Within the first few hours I understood why people always talked about the social aspect of hosteling as being one of its biggest advantages. I chatted with fellow travellers from Switzerland, Denmark, Sweden and Germany within those few hours and would have gone out with them to dinner if I hadn’t already made plans with Linda.
Unfortunately, I didn’t sleep well at all that night. I had trouble falling asleep as something (or things) kept biting me and it itched like crazy. Finally, I shone a light on the covers and was horrified to see bugs crawling on them! I didn’t know what they were, but I was terrified that they were bedbugs – one of my worst travel-related fears.
I switched to another bunk, figuring I’d tell the hostel staff about it in the morning – but within half an hour, they had found me in the new bunk. I couldn’t take it anymore and fled the dorm with my trusty laptop and phone.
So I spent the rest of the night outside the dorm, checking through all my things for signs of bedbugs and whiling away the hours online. At first light, I went back to retrieve the rest of my stuff (that was safely stored away in a locker quite far from the bunks) and told my dorm-mate about it. She was horrified as well, but after looking at the bugs (I’d killed a few of them) she thought they were too big to be bedbugs, which was reassuring.
Nevertheless, I decided I couldn’t stay any longer and went to tell the hostel staff about it and cancel my reservation for the night after coming back from my second riding expedition.
The guy at the reception was pretty good about it – he didn’t charge me for the night and said he’d look into it, but he also thought they were too big to be bedbugs. Another indication that they weren’t bedbugs: with bedbugs, the itching usually doesn’t start for a few days.
With that (somewhat) comforting thought in mind, I went in search of breakfast before getting picked up for the riding expedition.
In view of the rough night I’d had, I decided to treat myself to pancakes, toast and scrambled eggs at the Magic Bean again.
With the benefit of hindsight, I’ve concluded that they weren’t bedbugs as I didn’t itch anymore after that and based on anecdotal evidence, they were too big to be bedbugs.
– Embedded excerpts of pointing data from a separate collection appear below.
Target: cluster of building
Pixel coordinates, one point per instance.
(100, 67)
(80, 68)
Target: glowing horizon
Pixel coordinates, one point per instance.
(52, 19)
That’s a huge relief, but now I’m definitely more wary and checked the mattress at my next hostel (Color House Petite) rather carefully.
I loved Color House Petite right away – the owners were super friendly and helpful, even offering me their supermarket discount card when I asked for directions to the supermarket. For just $10 a night (including breakfast) in an all-female dorm, it was a real steal. I think staying in the mixed dorms is even cheaper!
Once again, I had a blast meeting fellow travellers from all over the world. I shared the dorm with 2 girls from Spain and at breakfast (very yummy pancakes) I met guys from Israel, New Zealand and Korea. In this part of the world, I’m always especially happy to meet fellow Asians.
Meeting all these backpackers, however, re-emphasised to me how little I’ve travelled and seen compared to them. I’ve been staying mostly put for 4 months now and many of them arrived in South America more recently and yet have seen far more of it than I have.
I’m torn between my desire to stay in Rosario – in this community that has come to feel like a second home to me – and to see more of Ecuador and South America in the limited time that I have left. Unfortunately, I can’t be in two places at one time.
But for what it’s worth, I have zero regrets about the way I’ve spent my time so far. It’s a very different experience from your average backpacking / RTW trip, and while I won’t get to see or experience as much as I could have, what I’ve found in Rosario is special in itself and I won’t get a chance to do this again.
Five hundred twenty-five thousand six hundred minutes, five hundred twenty-five thousand moments so dear. How do you measure a year?
And on that note, I’d like to wish all of you a very Merry Christmas and Happy New Year!